Naked under my clothes.

I can't get anything done. I can't concentrate. I feel vulnerable. I've lost ten pounds (not necessarily a bad thing). I have nothing to say.

I know that I need to keep going, not in spite of the difficulty of doing so, but perhaps because of it. Each little step forward becomes more crucial and necessary. One day at a time. One hour at a time. Today I will grade essays. Today I will pick Eliot up from daycare and cook supper for him and give him a breathing treatment and put him to bed.

Tomorrow I will teach and hold student conferences. I will talk about thesis statements and the way that point of view affects tone, and the development of body paragraphs. I will be thinking about divorce and whether I've chosen the right lawyer and how I still can't bear to hurt this man who has hurt me over and over again. I will suggest strategies to my student writers for giving their readers a sense of closure at the end of an essay, while wondering to myself how I'll ever get closure on this, the only relationship I've ever had or known. How can I end this marriage to the man I've loved literally half my life, since I was a sixteen-year-old kid? Ten years ago I stood in front of nearly two hundred people and promised "for better or worse." What if this just happens to be "worse?"

On Saturday I will watch him drive away with our son, knowing that I can't follow.

After that I won't exist until Sunday evening, when my heartbeat is back inside my ribcage where it belongs.

And then Monday I'll walk the corridors at work, trying not to look at the floor. I will respond, "Good. Good," to colleagues who ask the obligatory "How are you?" as we pass in the halls. I will remind myself that my own personal drama is no weightier than my young, 18-year-old student's imminent overseas deployment with her National Guard unit, no more traumatizing than another student's embarrassed admission that he passed high school English without learning how to correct a sentence fragment, without even understanding what a sentence fragment is. My divorce? Isn't really as tragic as my student's withdrawal from the University because he needs to go home to be nearer his mother, who has just attempted suicide for the third time, or another student's absence, because her grandmother recently died for the fifth time this semester. (Well, okay...maybe not that one...)

I'm not the first woman to have been betrayed by the person she thought loved her most in the world. Hell, 50% of marriages end in divorce, right? It's not as though I'm alone.

Yet I feel stripped, naked, vulnerable, defenseless.

Even as I write that, I feel him inside my head, arguing, "You wouldn't feel that way if you didn't feel the need to tell the world every time you take a crap!" When he reads this post, as I know he will, he will be angry. He doesn't understand that I invite others in because I don't know how to get out. And I don't want to be alone.

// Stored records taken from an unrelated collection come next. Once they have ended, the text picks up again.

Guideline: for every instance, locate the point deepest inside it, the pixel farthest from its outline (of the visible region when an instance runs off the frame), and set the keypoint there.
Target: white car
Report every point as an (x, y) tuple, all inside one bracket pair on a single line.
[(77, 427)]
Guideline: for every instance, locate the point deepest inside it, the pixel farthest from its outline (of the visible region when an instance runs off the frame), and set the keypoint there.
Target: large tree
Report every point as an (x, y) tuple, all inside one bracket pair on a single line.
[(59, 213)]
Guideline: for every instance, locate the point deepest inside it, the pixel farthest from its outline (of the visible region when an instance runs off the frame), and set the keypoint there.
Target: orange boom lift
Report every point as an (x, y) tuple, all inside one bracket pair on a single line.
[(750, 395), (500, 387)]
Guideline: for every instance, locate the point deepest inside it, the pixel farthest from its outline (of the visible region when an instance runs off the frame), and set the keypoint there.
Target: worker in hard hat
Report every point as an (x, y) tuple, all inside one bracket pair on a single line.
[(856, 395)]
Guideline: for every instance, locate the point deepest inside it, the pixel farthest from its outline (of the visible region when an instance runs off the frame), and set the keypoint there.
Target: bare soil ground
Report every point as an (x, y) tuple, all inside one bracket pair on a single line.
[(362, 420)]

Solitude frightens me. Silence is not golden.

And I'll stand here, lifting up my skirt for all to see, because I know that it means someone will come and stand beside me. And say, "Hi. I'm naked under my clothes too, you know."

As a matter of fact,
we all are.



 

2.14.2010

Even though.

We will still make miniature strawberry cupcakes for Valentine's Day. With sprinkles.

When you cry out in the night, "Momma, Momma, I want to sleep in you bed," I will carry you into my bedroom and tuck you in beside me with no sense of apprehension or guilt.

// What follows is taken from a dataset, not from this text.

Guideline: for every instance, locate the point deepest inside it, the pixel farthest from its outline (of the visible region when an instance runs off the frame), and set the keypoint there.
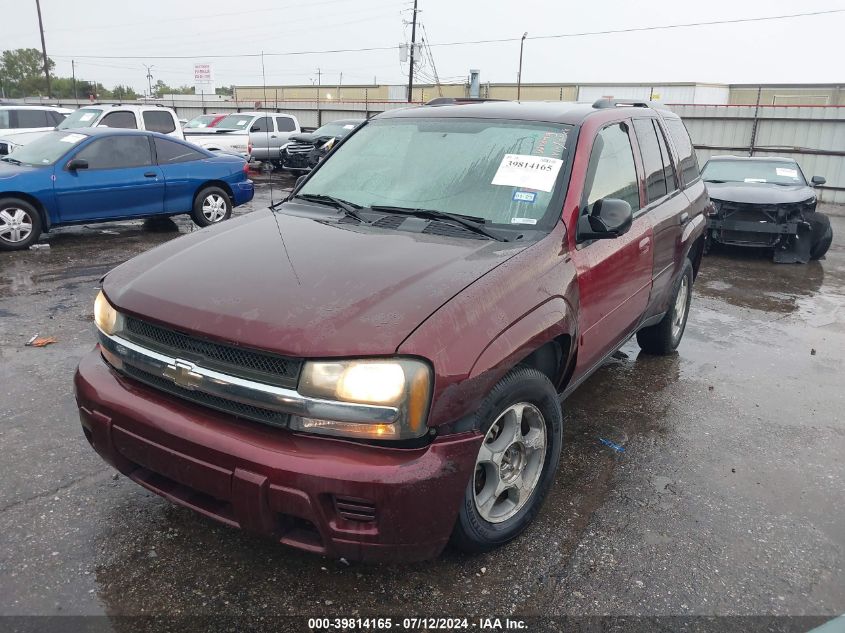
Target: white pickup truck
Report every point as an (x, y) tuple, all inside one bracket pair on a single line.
[(259, 135), (132, 117)]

We will sleep in as late as we like and turn on the television in the bedroom whenever it suits us. Blue's Clues at five in the morning!

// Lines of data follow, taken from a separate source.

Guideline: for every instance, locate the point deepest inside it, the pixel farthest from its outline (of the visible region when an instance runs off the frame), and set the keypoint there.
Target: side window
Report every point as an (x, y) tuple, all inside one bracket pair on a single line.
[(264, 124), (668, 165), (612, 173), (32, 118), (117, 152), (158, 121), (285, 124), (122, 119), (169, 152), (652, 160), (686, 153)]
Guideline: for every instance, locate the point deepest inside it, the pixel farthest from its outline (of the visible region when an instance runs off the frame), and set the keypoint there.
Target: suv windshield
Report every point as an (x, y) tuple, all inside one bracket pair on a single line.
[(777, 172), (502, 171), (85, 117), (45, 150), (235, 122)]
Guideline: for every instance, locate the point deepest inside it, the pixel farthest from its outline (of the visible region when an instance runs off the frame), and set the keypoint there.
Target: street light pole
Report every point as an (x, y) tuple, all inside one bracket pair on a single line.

We will still watch at the window as the trash truck lumbers down our road on Wednesday mornings.

We will still play crashing derbies with your Matchbox cars.

We will still take weekly trips to the library to play with the Thomas trains and choose new books.

We will still surf YouTube for videos of tractors, combines, and monster trucks.


We will be just fine, my son, you and I.